Grupo montou acampamento em frente à Prefeitura, para protestar contra ordem de desocupação de área no Jardim Denadai

Cerca de 300 moradores da ocupação Zumbi dos Palmares, no Jardim Denadai, em Sumaré, montaram um “acampamento” durante dois dias em frente ao prédio do Centro Administrativo da Prefeitura, no Jardim Nova Veneza. Eles protestaram anteontem e ontem cobrando uma medida do governo que evitasse com que as famílias fiquem desabrigadas, já que o prazo determinado pela Justiça para que os invasores saiam da área da área vence no dia 18 de março.

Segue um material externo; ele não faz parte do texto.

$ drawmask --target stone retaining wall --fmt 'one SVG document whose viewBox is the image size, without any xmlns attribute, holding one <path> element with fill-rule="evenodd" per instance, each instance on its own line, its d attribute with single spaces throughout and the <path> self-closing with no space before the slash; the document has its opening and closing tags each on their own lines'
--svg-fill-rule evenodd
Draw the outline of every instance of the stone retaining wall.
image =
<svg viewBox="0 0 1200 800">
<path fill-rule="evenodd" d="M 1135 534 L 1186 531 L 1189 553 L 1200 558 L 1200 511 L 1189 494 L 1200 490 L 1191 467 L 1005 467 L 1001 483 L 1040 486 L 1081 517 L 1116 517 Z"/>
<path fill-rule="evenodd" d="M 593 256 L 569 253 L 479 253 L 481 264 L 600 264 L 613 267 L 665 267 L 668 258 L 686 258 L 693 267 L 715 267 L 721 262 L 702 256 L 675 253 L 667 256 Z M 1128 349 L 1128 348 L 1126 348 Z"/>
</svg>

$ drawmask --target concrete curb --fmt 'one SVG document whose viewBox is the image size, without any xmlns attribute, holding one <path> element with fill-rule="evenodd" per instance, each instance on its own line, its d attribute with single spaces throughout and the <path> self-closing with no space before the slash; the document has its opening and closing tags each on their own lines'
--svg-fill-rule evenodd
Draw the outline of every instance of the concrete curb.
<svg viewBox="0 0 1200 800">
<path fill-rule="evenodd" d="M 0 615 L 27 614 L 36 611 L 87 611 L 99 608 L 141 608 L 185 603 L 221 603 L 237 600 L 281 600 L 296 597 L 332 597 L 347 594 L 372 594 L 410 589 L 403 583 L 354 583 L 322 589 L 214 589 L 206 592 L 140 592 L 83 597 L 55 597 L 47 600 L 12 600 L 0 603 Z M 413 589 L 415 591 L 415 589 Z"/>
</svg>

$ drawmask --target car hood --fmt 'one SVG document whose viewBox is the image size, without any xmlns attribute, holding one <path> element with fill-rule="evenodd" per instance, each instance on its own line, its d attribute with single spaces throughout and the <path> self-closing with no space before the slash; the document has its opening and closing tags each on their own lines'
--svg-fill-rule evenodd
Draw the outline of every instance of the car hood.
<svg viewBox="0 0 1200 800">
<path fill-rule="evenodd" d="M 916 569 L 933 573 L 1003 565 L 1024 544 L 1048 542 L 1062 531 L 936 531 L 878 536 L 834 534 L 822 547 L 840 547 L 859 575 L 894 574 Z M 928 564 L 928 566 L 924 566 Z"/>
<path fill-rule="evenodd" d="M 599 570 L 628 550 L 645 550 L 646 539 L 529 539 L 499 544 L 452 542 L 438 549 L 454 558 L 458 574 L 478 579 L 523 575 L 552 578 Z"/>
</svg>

Andrei Renan Pires, um dos membros da coordenação do movimento, explicou à reportagem que as lideranças da Ocupação sugeriram duas alternativas à Prefeitura. Uma delas era o pagamento do bolsa-aluguel às famílias, para que elas deixem a área antes do prazo judicial. A outra opção era que a Administração interviesse junto à Justiça para que o prazo fosse estendido até o final do ano ou até que a construção de casas populares no bairro Matão fosse finalizada. As moradias populares foram prometidas pelo governo anterior para abrigá-los.

Entre terça-feira e ontem, foram realizadas três reuniões entre membros da ocupação e representantes da Prefeitura. “Fizemos uma petição junto à Secretaria de Habitação para que não ocorra o despejo até o final do ano. Querem despejar as famílias sem elas terem para onde ir”, contou Andrei.

Após dois dias de negociações, foi decidido que os invasores permanecem na área. Segundo a assessoria de imprensa da Prefeitura, uma reunião ontem “reiterou a proposta do plano de desocupação dos moradores da área”. No entanto, não foram informados os detalhes da negociação.

A ocupação, ligada ao MTST (Movimento dos Trabalhadores Sem Teto), foi formada após a invasão de famílias em 2009. A área pertence a uma empresa de Paulínia. De lá pra cá, pelo menos três despachos judiciais determinaram a saída das famílias. O último deles foi proferido em dezembro do ano passado e dava o prazo de 90 dias para a desocupação voluntária ou forçada.

Em 2010, as famílias conseguiram firmar um acordo com a empresa e órgãos públicos para que permanecessem na área até o dia 10 de fevereiro do ano passado. Na negociação, a Prefeitura se comprometeu a bancar o aluguel do terreno até a construção das moradias. Ficou decidido que as famílias deveriam deixar a área na data estipulada independente da finalização das obras, o que não ocorreu. Atualmente, a invasão abriga cerca de 450 famílias.